You might think I am nit-picking and in a way, I am. Many others love this game with the colors as is. But I am also just being honest. And, honestly, most of my family stopped solving the puzzle because it was annoying to have to refer back to the color sheet constantly to remind yourself that ’emerald’ in this case means the slightly olive green, and not the brighter green, because the brighter green is referring to teal, not to be confused with a lighter shade of teal, because that is really mint.
Now, I am all for working the brain but I do not see much point in having to rewire learned colors in order to complete deductive puzzles. This just creates an unnecessary load on working memory.
Mustard and brown are at least good enough colors but the shades chosen are just too similar if the mustard was more yellowy and the brown maybe a little darker you could easily tell which color to grab, even on a cloudy day. It really is hard to work this puzzle if you are not in a brightly lit room.

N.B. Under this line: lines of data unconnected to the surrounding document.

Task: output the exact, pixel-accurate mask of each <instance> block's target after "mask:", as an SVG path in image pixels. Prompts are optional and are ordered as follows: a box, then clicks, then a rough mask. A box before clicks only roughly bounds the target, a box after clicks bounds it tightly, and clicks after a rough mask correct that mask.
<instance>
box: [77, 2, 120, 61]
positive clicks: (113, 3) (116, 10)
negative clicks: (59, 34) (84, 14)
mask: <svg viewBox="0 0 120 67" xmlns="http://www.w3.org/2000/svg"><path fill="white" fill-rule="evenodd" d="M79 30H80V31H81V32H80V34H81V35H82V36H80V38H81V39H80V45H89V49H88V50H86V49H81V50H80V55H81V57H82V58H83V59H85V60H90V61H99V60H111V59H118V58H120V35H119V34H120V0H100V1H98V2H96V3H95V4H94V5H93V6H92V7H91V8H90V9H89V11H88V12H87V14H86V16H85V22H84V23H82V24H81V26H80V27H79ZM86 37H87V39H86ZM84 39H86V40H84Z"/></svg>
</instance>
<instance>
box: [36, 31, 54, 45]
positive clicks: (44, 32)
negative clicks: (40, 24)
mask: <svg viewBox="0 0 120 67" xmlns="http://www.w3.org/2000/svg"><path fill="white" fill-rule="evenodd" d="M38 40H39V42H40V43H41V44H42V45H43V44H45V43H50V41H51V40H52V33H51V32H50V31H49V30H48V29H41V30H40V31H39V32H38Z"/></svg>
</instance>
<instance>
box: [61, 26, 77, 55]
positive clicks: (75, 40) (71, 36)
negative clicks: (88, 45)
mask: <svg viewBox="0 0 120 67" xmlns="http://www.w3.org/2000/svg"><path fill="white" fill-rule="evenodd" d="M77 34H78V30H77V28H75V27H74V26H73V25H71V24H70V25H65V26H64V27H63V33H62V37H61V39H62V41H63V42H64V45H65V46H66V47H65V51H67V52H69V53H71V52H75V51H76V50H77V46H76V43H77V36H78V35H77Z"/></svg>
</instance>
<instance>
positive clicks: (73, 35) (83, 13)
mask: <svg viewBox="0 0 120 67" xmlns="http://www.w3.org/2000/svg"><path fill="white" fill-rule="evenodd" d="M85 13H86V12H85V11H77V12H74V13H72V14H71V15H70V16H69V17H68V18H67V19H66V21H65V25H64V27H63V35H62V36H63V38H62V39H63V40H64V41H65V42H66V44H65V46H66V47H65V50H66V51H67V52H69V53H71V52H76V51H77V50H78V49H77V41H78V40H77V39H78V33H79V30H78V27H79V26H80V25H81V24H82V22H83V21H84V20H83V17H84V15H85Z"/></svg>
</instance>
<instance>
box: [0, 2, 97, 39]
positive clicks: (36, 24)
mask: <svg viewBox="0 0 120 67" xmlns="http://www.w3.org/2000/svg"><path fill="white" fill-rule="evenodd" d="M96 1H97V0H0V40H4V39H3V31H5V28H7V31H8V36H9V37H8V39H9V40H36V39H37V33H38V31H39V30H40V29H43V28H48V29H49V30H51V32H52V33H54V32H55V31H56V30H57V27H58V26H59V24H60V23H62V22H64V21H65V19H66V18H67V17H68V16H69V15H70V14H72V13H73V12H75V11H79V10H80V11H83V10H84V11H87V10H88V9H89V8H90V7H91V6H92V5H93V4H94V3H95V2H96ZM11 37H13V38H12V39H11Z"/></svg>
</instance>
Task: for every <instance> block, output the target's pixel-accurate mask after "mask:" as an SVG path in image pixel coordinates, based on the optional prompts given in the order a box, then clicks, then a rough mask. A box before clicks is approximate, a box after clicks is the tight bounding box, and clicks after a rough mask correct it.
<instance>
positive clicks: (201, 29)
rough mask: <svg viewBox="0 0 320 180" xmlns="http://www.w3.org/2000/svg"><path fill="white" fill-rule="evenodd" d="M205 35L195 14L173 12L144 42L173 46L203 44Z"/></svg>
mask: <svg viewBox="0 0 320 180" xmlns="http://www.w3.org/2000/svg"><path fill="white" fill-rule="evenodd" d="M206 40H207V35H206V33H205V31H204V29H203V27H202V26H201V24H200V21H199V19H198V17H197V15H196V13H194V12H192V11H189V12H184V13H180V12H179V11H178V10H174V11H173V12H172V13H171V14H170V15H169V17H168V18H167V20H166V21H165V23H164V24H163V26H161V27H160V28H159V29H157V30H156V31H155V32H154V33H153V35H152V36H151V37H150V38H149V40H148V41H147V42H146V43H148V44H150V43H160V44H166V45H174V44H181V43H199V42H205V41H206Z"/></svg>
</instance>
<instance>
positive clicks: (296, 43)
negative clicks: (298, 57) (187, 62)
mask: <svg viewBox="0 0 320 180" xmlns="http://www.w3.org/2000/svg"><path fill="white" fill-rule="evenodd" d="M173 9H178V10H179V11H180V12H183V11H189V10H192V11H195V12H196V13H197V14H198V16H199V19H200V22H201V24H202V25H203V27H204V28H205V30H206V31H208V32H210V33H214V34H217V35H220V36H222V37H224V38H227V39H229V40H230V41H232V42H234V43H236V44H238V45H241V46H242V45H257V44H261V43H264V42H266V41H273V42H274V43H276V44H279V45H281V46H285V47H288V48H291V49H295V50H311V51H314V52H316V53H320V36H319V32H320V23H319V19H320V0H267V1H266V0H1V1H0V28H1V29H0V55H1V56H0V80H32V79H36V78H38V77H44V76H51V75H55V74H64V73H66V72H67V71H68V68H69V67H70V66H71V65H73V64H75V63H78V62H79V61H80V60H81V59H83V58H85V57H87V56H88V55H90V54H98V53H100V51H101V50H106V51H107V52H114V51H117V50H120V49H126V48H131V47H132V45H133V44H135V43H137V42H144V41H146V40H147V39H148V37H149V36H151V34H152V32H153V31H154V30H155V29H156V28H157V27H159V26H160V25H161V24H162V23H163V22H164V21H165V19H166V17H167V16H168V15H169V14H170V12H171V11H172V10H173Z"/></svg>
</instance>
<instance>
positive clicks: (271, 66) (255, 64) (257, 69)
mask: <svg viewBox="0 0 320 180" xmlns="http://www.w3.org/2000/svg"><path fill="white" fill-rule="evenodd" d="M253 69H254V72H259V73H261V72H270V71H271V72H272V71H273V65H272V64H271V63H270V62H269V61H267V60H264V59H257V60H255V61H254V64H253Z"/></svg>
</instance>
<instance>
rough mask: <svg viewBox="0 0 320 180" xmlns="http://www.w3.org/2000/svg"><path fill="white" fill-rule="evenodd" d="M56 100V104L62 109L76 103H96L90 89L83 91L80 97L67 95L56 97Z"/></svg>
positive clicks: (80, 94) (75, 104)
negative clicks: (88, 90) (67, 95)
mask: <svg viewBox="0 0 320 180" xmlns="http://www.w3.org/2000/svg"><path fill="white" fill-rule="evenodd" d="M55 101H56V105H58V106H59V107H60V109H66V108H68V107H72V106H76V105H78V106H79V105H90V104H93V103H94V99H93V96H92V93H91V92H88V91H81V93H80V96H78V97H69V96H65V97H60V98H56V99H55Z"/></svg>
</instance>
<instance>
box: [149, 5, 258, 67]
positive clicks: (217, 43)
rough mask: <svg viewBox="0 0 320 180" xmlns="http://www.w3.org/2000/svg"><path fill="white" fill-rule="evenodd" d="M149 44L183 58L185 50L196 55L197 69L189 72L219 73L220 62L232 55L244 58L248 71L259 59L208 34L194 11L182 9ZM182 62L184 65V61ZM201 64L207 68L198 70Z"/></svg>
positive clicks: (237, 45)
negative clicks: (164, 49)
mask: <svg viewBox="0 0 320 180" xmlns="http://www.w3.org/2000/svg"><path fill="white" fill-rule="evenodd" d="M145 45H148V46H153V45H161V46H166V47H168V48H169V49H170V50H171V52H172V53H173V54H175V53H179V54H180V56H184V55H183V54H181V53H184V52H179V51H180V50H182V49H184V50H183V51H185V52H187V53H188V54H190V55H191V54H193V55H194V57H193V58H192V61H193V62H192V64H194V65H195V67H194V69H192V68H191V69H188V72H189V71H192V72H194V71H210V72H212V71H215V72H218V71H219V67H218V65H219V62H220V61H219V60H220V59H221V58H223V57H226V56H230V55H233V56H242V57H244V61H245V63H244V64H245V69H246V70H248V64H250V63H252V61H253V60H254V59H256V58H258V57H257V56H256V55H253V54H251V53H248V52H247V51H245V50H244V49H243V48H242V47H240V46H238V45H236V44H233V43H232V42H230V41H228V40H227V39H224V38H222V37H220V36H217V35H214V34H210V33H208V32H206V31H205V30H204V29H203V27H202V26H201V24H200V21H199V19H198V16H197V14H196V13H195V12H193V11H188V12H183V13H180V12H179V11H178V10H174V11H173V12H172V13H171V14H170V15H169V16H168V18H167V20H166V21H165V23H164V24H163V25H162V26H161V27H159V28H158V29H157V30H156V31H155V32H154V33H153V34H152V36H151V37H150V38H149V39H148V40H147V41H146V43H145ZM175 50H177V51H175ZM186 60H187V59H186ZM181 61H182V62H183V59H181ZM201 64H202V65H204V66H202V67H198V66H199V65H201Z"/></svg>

We want to save our thinking muscles for the puzzles we are going to solve, not figuring out which color is which.
My husband also commented that he thought 25 puzzle cards were not nearly enough and that more should be included. He also did not like how the cubes sit at a diagonal in the puzzle box, he said this made it difficult to quickly grab and move them around.
As I worked through the puzzles I only put the cubes all the way into their slot if I knew they had to be in that position, I set the cubes that may or may not have been in places flat over the hole. This made solving a bit faster because I could easily see which cubes were open to being moved. I ended up liking the diagonal position as a sign of permanence within the puzzle.
I agree, the colors are weird! And I did the flat vs diagonal the same way you did, so maybe that’s the purpose of that aspect of the design.
Very well-thought out review. I wonder if they choose the colors they did so it wouldn’t be so bright and elementary-looking? Like bold colors would appeal more to a younger crowd and they thought this colors were more sophisticated?
I wounder how hard it would be to create one’s own puzzles and cards to family and friends to complete.